In Jabo, einem der getroffenen Orte im Süden des Bundesstaates Sokoto, erfolgten die Angriffe am Weihnachtstag gegen 22 Uhr Orttszeit. Journalisten berichteten, eine Rakete sei auf einem Feld gelandet, 300 Meter von einem Krankenhaus entfernt. Eine andere schlug nahe einer Menschenmenge ein, explodierte aber glücklicherweise nicht. Von insgesamt 12 Raketen in Jabo sollen drei nicht explodiert sein.

„Die Bomben fielen nicht in bewohntes Gebiet“, berichtete der lokale Journalist Nasiru Suleiman im TV-Sender „Arise TV“ aus Jabo. „Es sind bisher keine Opfer bestätigt“. Er führte aus, dass es in dem Ort keine Präsenz bewaffneter Gruppen gebe: „Der letzte bewaffnete Angriff in Jabo war 2018, als einige Terroristen den Ort besuchten und einige Bewohner töteten oder entführten“. Seitdem sei die Gegend friedlich, aber es gebe Buschrouten in Richtung von Gebieten mit bewaffneten Aktivitäten.

Der zweite getroffene Ort, Tangaza im Norden von Sokoto, soll Berichten zufolge eine Hochburg islamistischer Kämpfer sein. Anfang Dezember war berichtet worden, Angreifer aus Tangaza seien für ISWAP-Überfälle im Nachbarland Niger verantwortlich. Es gibt auch Berichte über grenzüberschreitende ISWAP-Überfälle in umgekehrter Richtung. Die US-Luftwaffe fliegt schon länger Aufklärungsflüge über der Region. Details über die Angriffe in Tangaza wurden bisher nicht bekanntgegeben.

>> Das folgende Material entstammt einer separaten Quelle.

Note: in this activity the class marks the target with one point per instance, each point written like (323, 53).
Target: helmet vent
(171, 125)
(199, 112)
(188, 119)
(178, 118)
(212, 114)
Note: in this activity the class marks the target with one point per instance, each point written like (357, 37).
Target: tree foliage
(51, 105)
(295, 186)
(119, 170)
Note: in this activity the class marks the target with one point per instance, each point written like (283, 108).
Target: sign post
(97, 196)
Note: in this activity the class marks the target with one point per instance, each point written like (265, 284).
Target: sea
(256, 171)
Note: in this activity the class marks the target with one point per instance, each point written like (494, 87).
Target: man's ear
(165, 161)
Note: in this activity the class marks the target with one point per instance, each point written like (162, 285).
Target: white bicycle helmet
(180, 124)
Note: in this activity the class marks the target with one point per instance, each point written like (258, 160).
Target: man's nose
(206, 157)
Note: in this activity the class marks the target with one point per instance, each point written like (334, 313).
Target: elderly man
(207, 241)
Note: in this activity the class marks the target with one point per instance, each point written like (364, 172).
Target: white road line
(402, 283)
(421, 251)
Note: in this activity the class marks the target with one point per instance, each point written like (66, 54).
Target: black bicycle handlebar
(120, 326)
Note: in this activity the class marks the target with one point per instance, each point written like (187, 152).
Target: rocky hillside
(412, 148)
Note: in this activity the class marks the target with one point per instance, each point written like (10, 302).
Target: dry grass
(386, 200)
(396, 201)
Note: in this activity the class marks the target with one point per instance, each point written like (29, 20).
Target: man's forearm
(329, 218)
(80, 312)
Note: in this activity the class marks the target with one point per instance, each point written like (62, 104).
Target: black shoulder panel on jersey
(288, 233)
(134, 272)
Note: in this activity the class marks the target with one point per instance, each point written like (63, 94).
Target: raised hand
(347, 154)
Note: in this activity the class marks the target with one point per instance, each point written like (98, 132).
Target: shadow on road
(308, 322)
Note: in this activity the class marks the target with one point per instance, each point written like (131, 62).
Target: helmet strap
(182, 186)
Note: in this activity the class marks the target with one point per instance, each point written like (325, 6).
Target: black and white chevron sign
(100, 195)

Die ersten Reaktionen aus Nigeria auf die US-Angriffe waren überwiegend positiv. Afenifere, die wichtigste Organisation der Yoruba-Ethnie, eine der drei großen Volksgruppen Nigerias im Südwesten des Landes, „unterstützt diese entschlossene Aktion völlig, nach Jahren der Unsicherheit, die Gemeinschaften als Geisel nimmt und den Zusammenhalt der Nation untergräbt“, hieß es in einer ffenifere-Erklärung am Samstag. Das Eingreifen der USA verdiene „Anerkennung, nicht Verurteilung“, denn es fülle „ein Vakuum, das Jahrzehnte ineffektiver Regierungsführung geschaffen haben“. Auch Nigerias Präsident Bola Tinubu ist Yoruba

Die größte parlamentarische Oppositionspartei PDP (People's Democratic Party) unterstützt ebenfalls die Militärschläge, kritisiert aber, dass Nigeria darüber von Donald Trump informiert wird. „Während internationale Kooperation gegen Terrorismus sehr begrüßt wird, ist die PDP tief besorgt über eine Kommunikationsstruktur, in der ausländische Mächte Sicherheitsoperationen in unserem Land vor unserer Regierung bekanntgeben“, erklärte die Partei. Es sei zu befürchten, dass das US-Militär jetzt auch eigenmächtig auf nigerianischem Gebiet operieren könnte.